8        Our holding is consistent with the purpose of Wisconsin’s OWI laws.  As the Wisconsin Supreme Court stated, Wis. Stat. § 343.307(1)(d) was meant to “apply broadly to prior out-of-state conduct.”  State v. Carter, 2010 WI 132, ¶42, 330 Wis. 2d 1, 794 N.W.2d 213.  We will construe the OWI laws “to facilitate the identification of drunken drivers and their removal from the highways.”  State v. Neitzel, 95 Wis. 2d 191, 193, 289 N.W.2d 828 (1980).  Additionally, “the purpose of general repeater statutes is to increase the punishment of persons who fail to learn to respect the law after suffering the initial penalties and embarrassment of conviction.”  State v. Banks, 105 Wis. 2d 32, 49, 313 N.W.2d 67 (1981).  Counting Malsbury’s reckless driving conviction in Washington as a previous conviction furthers the goal of Wisconsin’s OWI laws. 

CONCLUSION

9        Malsbury’s conviction for a second-offense OWI pursuant to Wis. Stat. § 346.63(1)(a) is affirmed. 

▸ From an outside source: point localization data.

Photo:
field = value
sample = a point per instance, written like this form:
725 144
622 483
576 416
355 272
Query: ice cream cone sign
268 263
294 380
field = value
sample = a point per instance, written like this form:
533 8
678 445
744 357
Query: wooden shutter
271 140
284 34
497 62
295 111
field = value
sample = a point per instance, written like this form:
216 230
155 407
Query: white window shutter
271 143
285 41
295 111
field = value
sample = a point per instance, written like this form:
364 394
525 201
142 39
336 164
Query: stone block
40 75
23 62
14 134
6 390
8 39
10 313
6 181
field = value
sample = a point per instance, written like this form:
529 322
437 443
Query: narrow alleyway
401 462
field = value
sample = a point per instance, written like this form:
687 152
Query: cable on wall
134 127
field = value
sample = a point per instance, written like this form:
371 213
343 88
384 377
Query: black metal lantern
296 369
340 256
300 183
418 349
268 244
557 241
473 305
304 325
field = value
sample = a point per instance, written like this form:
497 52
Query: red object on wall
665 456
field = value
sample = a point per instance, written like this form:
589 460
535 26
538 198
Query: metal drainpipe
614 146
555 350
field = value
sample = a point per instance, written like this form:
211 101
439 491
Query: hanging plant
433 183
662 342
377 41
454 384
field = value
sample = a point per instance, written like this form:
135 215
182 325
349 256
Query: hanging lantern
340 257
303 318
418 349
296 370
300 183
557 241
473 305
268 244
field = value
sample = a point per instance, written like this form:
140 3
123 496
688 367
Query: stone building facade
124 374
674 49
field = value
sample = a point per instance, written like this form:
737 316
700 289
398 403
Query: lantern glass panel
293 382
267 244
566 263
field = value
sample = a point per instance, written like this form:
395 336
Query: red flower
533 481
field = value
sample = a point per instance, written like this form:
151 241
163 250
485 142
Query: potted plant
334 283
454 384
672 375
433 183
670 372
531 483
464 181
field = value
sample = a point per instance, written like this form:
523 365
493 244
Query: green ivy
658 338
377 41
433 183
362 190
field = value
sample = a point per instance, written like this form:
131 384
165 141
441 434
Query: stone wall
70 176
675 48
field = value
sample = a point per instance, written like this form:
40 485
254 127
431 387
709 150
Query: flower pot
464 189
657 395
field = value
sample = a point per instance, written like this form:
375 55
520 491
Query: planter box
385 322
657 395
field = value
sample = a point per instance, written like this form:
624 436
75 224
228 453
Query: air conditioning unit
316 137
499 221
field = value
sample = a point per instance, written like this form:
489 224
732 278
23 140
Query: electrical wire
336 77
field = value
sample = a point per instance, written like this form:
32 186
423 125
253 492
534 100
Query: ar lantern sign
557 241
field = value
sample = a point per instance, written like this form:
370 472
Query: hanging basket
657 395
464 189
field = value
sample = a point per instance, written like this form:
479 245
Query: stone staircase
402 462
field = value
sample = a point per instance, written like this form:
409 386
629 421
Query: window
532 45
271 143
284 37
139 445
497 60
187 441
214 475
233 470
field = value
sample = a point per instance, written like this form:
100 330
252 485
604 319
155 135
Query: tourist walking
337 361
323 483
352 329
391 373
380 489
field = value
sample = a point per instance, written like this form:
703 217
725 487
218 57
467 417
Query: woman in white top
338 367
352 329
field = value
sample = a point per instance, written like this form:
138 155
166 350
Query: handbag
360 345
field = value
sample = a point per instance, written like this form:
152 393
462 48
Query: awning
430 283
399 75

            By the Court.—Judgment affirmed. 

            This opinion will not be published.  See Wis. Stat. Rule 809.23(1)(b)4. 

 

 

 

 


 



[1]  This appeal is decided by one judge pursuant to Wis. Stat. § 752.31(2)(f) (2009-10).  All references to the Wisconsin Statutes are to the 2009-10 version unless otherwise noted.

[2]  The Department of Transportation originally notified the Walworth County District Attorney’s office that Malsbury was convicted in Washington for failure to take a test.  The State later conceded that this information was erroneous, but continued to prosecute Malsbury for a second-offense OWI.